Le Chaos des sens – Roman de Ahlam Mosteghanemi (traduit de l’arabe par France Meyer). Editions Sedia, Alger 2009. 373 pages, 850 dinars (Fiche de lecture déjà publiée… en 2020. Pour rappel).

J’ai la nette impression que les écrivains algériens de langue arabe (Laâredj, Zaoui…), lorsqu’ils se mettent à écrire des romans, n’arrivent pas encore à se sortir de leur langage poétique. Du moins ,c’est l’impression que j’en retire à la lecture des textes traduits en français. Tout particulièrement au niveau de la nouvelle génération, celle des années 80-90, l’ancienne ( Ouettar, Benhedougga, Boudjedra aussi..) étant plus directe dans son langage, parfois cru, car avec une vie trop liée aux péripéties de la lutte de libération nationale et leur envie de recouvrer leur identité perdue ou détournée, leur âme …et leur corps aux désirs longtemps comprimés , pour ne pas dire réprimés.

C’est cette impression qui m’envahit à la lecture du roman de A. Mostaghenemi, « Le Chaos des sens », un autre best-seller de la littérature arabe contemporaine, après son fameux « Mémoires de la chair » (édité en arabe en 1985 et en français en 2002 en France ….puis transformé en série télévisée)

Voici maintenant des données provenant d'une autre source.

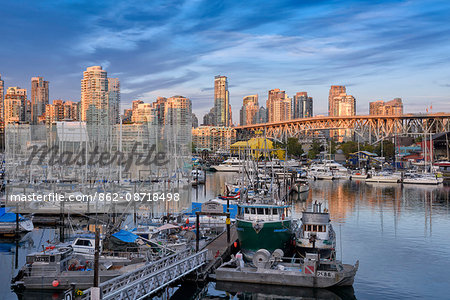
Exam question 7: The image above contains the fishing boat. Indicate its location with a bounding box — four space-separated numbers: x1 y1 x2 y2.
211 157 242 172
292 180 309 193
366 171 401 183
11 246 142 290
403 173 444 185
216 249 359 288
236 202 293 260
295 201 336 258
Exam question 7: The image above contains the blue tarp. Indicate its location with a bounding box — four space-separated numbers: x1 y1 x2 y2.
112 230 139 243
186 202 237 219
0 213 23 222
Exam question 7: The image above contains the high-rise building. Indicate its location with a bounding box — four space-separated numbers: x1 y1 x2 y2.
81 66 109 125
256 106 267 124
214 75 232 127
330 94 356 142
328 85 346 117
292 92 313 119
369 98 403 116
240 95 259 125
122 108 133 123
0 74 5 132
266 89 291 122
192 113 198 128
4 87 30 124
108 78 120 124
164 96 192 145
64 101 80 121
31 77 49 124
45 99 80 124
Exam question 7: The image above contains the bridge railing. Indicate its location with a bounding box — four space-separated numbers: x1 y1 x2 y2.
82 250 207 300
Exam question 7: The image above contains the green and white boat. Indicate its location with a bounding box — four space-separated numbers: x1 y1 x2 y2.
236 203 293 260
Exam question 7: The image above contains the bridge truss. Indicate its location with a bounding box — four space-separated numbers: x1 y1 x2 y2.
236 113 450 141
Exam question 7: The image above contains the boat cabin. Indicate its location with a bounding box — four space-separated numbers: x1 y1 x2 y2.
237 204 291 221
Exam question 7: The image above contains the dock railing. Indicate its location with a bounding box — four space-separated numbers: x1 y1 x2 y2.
81 250 208 300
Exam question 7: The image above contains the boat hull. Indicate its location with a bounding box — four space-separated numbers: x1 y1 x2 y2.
236 219 292 259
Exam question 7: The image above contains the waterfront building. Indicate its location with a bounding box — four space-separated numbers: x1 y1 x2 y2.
266 89 292 122
122 108 133 123
192 126 236 152
214 75 232 127
291 92 313 119
43 99 80 124
108 78 120 124
256 106 267 124
31 77 49 124
81 66 109 125
4 87 30 124
164 96 192 145
192 113 198 128
369 98 403 116
239 95 259 125
328 85 346 117
202 107 216 126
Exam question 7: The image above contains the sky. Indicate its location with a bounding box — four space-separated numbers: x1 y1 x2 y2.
0 0 450 124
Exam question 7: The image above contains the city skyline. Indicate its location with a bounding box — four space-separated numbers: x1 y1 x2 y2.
0 1 450 124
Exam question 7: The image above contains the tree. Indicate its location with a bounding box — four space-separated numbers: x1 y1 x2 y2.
287 138 303 157
308 140 322 159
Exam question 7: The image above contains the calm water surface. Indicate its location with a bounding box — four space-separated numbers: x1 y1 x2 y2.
0 173 450 299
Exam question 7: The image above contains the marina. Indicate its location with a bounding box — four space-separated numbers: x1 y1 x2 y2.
0 172 450 299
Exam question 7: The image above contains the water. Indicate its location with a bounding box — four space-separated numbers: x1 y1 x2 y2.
0 173 450 299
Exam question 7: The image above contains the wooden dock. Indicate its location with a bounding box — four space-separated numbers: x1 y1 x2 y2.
196 224 238 281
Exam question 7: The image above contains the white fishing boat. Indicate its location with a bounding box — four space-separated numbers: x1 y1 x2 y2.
403 173 444 185
366 172 401 183
295 201 336 258
191 169 206 185
0 212 34 236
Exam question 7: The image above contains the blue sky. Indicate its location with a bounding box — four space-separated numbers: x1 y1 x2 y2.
0 0 450 123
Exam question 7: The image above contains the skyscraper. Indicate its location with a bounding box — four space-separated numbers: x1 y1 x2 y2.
292 92 313 119
266 89 291 122
328 85 346 117
214 75 232 127
108 78 120 124
240 95 259 125
0 74 5 132
31 77 49 124
81 66 109 125
4 87 30 124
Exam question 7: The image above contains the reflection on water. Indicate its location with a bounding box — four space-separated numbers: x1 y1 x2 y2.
0 173 450 299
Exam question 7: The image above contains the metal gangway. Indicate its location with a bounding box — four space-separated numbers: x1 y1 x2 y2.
81 249 208 300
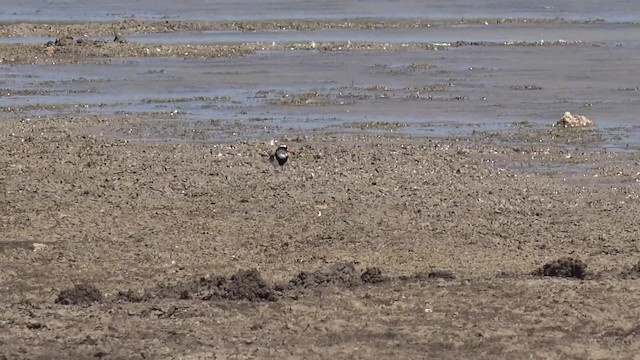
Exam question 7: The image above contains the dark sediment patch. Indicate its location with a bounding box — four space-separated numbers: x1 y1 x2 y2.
114 262 456 303
152 269 279 301
55 284 102 305
620 261 640 279
398 270 457 281
533 257 587 279
360 267 388 284
284 263 362 290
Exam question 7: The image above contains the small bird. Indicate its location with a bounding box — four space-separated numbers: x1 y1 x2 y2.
269 145 294 167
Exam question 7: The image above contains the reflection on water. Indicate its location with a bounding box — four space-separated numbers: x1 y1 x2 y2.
0 0 640 22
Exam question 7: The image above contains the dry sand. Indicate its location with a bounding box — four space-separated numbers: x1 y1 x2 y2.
0 117 640 359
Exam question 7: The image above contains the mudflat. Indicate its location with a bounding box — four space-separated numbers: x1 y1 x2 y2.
0 116 640 359
0 14 640 359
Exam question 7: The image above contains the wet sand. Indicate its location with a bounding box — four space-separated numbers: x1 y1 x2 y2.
0 14 640 359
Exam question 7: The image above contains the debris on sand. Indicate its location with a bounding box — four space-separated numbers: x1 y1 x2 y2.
620 261 640 280
556 111 593 127
287 262 362 290
533 257 587 279
56 284 102 305
153 269 279 302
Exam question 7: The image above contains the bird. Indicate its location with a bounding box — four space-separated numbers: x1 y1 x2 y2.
269 144 294 167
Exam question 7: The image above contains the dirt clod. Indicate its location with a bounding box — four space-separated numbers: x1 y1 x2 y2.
56 284 102 305
534 257 587 279
556 111 593 127
360 267 387 284
287 263 362 290
154 269 278 301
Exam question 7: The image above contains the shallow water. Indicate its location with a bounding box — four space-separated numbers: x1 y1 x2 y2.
0 0 640 146
0 0 640 22
0 42 640 142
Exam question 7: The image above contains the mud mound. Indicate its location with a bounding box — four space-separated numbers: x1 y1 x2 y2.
398 270 456 281
116 290 146 302
152 269 279 301
285 263 369 290
533 257 587 279
360 267 388 284
56 284 102 305
620 261 640 279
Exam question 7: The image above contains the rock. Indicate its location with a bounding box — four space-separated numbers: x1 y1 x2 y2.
556 111 593 127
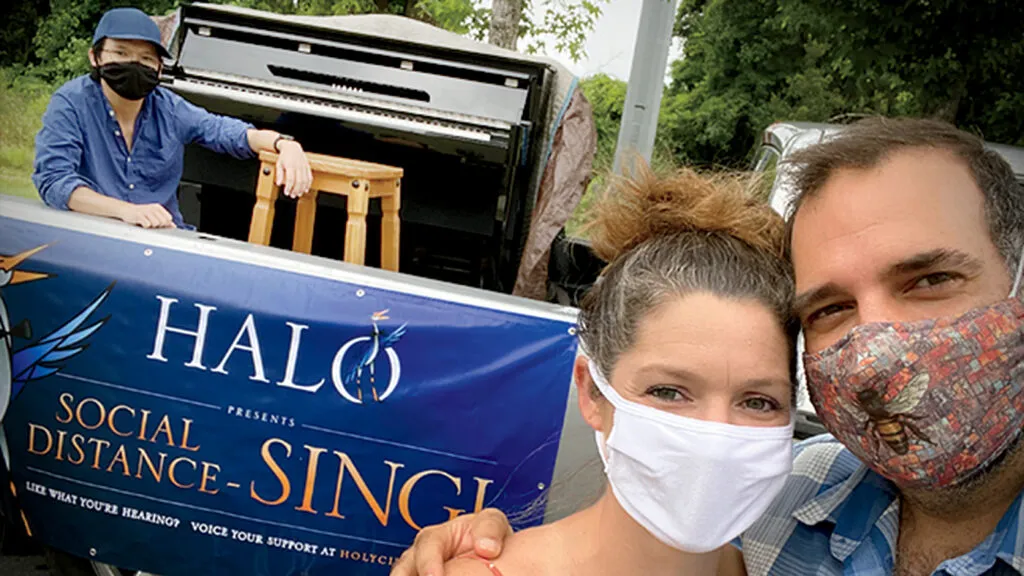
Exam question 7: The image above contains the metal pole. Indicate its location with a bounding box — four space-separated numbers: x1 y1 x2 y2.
614 0 678 174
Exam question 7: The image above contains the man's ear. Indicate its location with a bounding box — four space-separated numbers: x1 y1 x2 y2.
572 355 610 430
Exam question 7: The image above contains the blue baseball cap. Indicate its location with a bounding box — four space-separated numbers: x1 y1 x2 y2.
92 8 171 58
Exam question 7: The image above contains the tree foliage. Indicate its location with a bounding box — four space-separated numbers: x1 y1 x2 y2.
663 0 1024 164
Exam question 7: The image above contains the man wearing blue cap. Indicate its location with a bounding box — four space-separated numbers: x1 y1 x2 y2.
32 8 312 229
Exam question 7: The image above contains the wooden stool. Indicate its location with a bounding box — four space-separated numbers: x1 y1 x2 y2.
249 152 403 272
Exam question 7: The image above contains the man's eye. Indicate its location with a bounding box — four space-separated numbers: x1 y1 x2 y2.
804 303 850 326
913 272 956 290
743 396 780 412
647 386 686 402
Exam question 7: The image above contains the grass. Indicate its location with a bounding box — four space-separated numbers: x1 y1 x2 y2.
0 69 53 198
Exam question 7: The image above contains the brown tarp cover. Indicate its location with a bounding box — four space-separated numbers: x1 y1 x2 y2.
512 88 597 300
153 4 597 300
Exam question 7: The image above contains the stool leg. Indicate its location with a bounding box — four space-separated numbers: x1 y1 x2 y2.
345 183 370 264
382 179 401 272
249 162 278 246
292 190 316 254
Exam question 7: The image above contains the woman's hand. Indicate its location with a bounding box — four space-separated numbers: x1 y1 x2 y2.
391 508 512 576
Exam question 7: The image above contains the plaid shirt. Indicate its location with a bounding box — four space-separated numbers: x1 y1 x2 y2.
735 435 1024 576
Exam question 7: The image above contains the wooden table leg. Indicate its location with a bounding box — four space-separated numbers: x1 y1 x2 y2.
345 182 370 265
249 162 278 246
382 179 401 272
292 190 316 254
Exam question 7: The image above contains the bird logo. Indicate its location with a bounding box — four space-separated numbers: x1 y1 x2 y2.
0 245 114 421
334 310 408 404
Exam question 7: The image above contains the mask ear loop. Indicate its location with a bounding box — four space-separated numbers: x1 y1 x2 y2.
1010 242 1024 298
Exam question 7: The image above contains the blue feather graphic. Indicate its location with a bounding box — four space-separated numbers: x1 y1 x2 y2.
10 284 114 398
344 322 409 385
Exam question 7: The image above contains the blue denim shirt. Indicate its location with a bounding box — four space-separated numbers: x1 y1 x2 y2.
32 76 255 228
733 435 1024 576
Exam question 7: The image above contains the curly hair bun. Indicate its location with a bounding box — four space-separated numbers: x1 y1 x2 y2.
586 161 785 262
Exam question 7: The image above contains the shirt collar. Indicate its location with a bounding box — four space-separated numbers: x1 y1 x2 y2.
793 463 899 562
793 464 1024 575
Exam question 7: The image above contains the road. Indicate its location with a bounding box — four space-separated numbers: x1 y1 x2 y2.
0 556 50 576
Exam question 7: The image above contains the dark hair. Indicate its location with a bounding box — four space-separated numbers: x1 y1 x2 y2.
785 118 1024 275
580 162 799 382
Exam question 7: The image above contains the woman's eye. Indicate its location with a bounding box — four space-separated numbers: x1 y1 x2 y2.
743 396 779 412
647 386 686 402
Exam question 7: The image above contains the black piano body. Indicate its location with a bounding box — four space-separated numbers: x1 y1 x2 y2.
163 4 556 292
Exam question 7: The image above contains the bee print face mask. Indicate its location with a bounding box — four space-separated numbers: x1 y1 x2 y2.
804 249 1024 488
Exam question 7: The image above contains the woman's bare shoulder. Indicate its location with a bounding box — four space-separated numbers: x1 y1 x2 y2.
444 558 495 576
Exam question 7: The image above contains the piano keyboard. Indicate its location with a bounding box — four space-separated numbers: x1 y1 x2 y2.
171 74 511 143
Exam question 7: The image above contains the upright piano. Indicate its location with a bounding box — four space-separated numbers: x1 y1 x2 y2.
163 4 555 292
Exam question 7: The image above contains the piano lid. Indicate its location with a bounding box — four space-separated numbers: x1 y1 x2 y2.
183 2 572 78
170 5 565 125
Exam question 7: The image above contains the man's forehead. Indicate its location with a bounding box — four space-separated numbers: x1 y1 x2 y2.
104 38 157 55
792 149 991 282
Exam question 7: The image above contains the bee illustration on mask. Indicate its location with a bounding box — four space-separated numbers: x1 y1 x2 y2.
857 373 932 456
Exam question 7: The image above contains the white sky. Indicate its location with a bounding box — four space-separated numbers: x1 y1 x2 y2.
524 0 682 80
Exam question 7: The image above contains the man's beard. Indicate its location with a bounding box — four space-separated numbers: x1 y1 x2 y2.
907 430 1024 517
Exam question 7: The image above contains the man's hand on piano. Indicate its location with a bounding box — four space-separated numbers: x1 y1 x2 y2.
278 140 313 198
119 203 174 228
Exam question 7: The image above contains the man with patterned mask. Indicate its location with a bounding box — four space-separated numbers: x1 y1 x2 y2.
392 119 1024 576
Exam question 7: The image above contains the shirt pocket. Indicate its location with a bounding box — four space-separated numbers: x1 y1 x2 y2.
133 146 184 192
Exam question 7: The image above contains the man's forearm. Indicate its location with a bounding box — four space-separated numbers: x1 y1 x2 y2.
68 186 131 219
246 129 290 154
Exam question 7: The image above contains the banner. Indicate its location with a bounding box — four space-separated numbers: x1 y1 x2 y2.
0 217 577 576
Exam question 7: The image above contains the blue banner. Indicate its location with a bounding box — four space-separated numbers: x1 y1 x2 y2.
0 217 577 576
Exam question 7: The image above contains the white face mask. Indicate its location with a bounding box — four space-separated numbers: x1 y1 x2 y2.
590 362 793 552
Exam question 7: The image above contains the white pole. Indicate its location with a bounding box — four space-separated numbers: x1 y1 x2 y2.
614 0 678 174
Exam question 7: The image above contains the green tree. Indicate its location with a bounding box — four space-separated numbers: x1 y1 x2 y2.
663 0 1024 164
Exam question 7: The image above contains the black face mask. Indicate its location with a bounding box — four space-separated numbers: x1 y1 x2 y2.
95 63 160 100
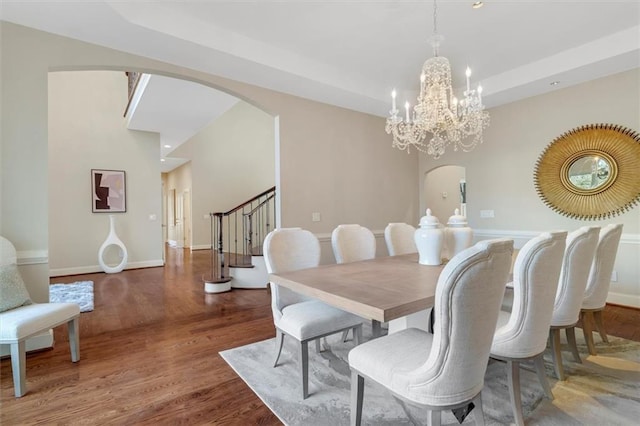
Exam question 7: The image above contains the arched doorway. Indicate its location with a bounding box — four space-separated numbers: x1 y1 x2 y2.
424 165 466 224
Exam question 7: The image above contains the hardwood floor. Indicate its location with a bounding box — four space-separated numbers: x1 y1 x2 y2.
0 249 640 426
0 249 281 425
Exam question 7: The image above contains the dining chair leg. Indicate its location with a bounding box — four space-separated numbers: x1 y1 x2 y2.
300 341 309 399
427 308 436 334
564 327 582 364
549 328 565 380
533 354 553 400
11 340 27 398
580 311 597 355
593 309 609 343
472 392 484 426
427 410 442 426
67 317 80 362
507 360 524 426
353 325 362 346
351 371 364 426
273 328 284 367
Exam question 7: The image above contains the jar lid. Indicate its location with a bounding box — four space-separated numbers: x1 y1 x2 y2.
447 209 467 227
420 209 440 228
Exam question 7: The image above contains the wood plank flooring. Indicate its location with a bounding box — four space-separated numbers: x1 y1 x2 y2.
0 249 640 426
0 249 281 425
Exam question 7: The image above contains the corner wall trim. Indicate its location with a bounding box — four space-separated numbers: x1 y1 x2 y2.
49 259 164 277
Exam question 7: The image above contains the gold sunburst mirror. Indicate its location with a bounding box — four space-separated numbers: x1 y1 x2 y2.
535 124 640 220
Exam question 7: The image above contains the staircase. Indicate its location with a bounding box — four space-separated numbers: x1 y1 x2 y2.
204 186 276 293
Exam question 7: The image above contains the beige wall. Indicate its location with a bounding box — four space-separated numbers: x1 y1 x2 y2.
420 69 640 307
0 22 418 296
48 71 163 276
172 102 276 248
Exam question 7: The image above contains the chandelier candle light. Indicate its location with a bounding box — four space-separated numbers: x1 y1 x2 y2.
385 0 489 159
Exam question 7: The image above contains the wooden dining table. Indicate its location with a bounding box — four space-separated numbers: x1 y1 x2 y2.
270 253 444 336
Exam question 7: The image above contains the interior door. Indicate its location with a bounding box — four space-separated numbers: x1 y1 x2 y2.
175 192 184 248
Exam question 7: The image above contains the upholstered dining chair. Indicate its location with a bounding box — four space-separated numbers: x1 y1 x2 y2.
384 223 418 256
331 224 380 341
549 226 600 380
263 228 362 399
349 239 513 425
331 224 376 263
0 236 80 397
490 231 567 425
580 224 622 355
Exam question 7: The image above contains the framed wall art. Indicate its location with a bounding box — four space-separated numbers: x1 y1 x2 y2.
91 169 127 213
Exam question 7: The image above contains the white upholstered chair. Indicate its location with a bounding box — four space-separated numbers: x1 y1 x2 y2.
331 224 376 263
580 224 622 355
263 228 362 399
0 236 80 397
331 224 381 341
491 232 567 425
349 239 513 425
384 223 418 256
549 226 600 380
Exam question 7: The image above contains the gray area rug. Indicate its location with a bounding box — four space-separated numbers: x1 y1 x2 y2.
220 324 640 426
49 281 93 312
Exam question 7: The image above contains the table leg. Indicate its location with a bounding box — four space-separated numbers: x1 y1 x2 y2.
371 320 382 339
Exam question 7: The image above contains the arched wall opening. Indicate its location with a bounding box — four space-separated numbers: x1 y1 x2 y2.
423 165 466 225
48 67 280 276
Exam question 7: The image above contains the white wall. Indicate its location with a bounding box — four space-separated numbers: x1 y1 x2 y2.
0 22 418 300
48 71 163 276
172 102 276 248
420 69 640 307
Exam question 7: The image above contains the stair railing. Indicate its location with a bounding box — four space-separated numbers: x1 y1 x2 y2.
206 186 276 282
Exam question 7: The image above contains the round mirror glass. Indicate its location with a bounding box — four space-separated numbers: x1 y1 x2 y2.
568 155 611 191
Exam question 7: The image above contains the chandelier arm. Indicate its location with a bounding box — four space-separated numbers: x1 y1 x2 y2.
385 0 489 159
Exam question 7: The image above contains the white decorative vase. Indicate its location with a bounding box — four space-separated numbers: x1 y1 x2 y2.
413 209 444 266
98 214 128 274
445 209 473 260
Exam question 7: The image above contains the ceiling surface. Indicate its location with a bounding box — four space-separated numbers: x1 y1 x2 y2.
0 0 640 171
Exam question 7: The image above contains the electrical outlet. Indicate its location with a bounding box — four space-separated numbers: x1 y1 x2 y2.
480 210 495 219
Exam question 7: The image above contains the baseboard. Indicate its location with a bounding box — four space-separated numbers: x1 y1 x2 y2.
49 259 164 277
16 250 49 265
607 291 640 308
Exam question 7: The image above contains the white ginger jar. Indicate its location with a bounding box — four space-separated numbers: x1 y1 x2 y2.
413 209 444 266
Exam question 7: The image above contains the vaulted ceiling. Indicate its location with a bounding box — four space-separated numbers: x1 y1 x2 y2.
0 0 640 171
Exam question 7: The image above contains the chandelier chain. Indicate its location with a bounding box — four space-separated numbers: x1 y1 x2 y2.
385 0 489 159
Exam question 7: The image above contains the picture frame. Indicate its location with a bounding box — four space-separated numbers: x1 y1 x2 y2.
91 169 127 213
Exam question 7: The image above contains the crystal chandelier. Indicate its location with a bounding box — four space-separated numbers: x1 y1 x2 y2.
385 0 489 159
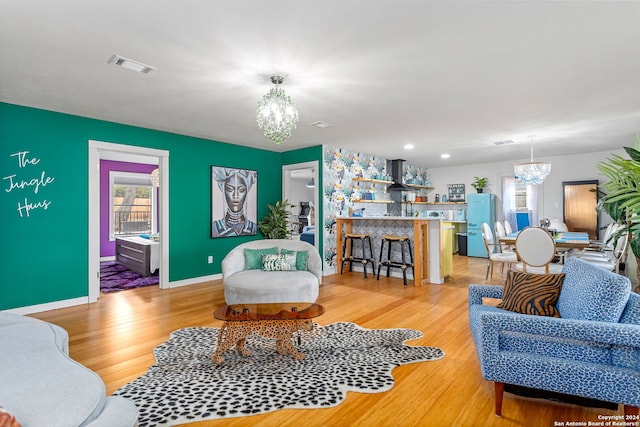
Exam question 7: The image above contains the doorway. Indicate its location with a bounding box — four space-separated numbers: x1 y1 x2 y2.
282 160 322 252
562 180 598 240
88 140 169 303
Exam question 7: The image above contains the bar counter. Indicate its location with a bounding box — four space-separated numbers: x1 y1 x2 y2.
336 216 444 286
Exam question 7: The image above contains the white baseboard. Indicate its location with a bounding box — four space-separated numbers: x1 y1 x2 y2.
169 273 222 288
0 274 222 315
3 297 89 315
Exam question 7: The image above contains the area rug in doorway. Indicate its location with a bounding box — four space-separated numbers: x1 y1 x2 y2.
114 322 444 427
100 261 159 293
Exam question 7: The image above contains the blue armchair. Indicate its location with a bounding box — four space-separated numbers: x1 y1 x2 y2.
468 258 640 416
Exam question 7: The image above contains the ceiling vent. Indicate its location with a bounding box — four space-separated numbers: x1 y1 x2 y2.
309 121 334 129
107 55 157 74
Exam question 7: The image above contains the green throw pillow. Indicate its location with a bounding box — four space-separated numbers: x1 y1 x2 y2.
497 271 565 317
244 247 278 270
280 249 309 271
262 254 296 271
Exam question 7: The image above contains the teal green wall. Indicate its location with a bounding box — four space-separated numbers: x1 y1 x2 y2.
0 103 282 310
282 145 324 254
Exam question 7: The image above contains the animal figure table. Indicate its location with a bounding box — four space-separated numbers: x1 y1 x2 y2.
211 302 324 364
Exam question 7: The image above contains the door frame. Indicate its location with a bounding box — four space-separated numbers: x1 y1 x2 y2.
282 160 322 252
562 179 600 238
88 140 169 303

Une histoire d’amour, et quel amour ! Une femme mariée (à un officier militaire, en pleine période d’ébullition politique) qui, peut-être, cherchant à se «libérer», se «jette « »à corps perdu» dans les bras d’un «diseur de vérités» (un journaliste, pardi!). Que de symboles: force , sécurité et autoritarisme Vs liberté, jouissance et créativité dans une atmosphère incroyablement surréaliste! Voilà qui n’arrange pas le dialogue inter-corporations.

Un amour bouleversant raconté avec une écriture (rendue merveilleusement par la traduction) d’une beauté rarissime.

Un seul (petit?) défaut: comme la plupart des auteurs arabes (sauf, peut-être, Zaoui et… Boudjedra , celui-ci il y a longtemps ), l’auteure n’arrive pas à franchir le pas …de porte quand il s’agit de parler d’amour. Le chaos s’arrête aux seuls sens et tout juste aux bras de l’amant. Les «voyeurs» resteront sur leur faim!

Avis : A lire absolument en profitant de chaque ligne, de chaque mot. Et, en ne retenant de l’histoire que les sens profonds et cachés. Et, il y en a. A. Mostaghanemi, bien qu’assez directe, y excelle. Et, c’est là tout l’art de l’écrivain universel.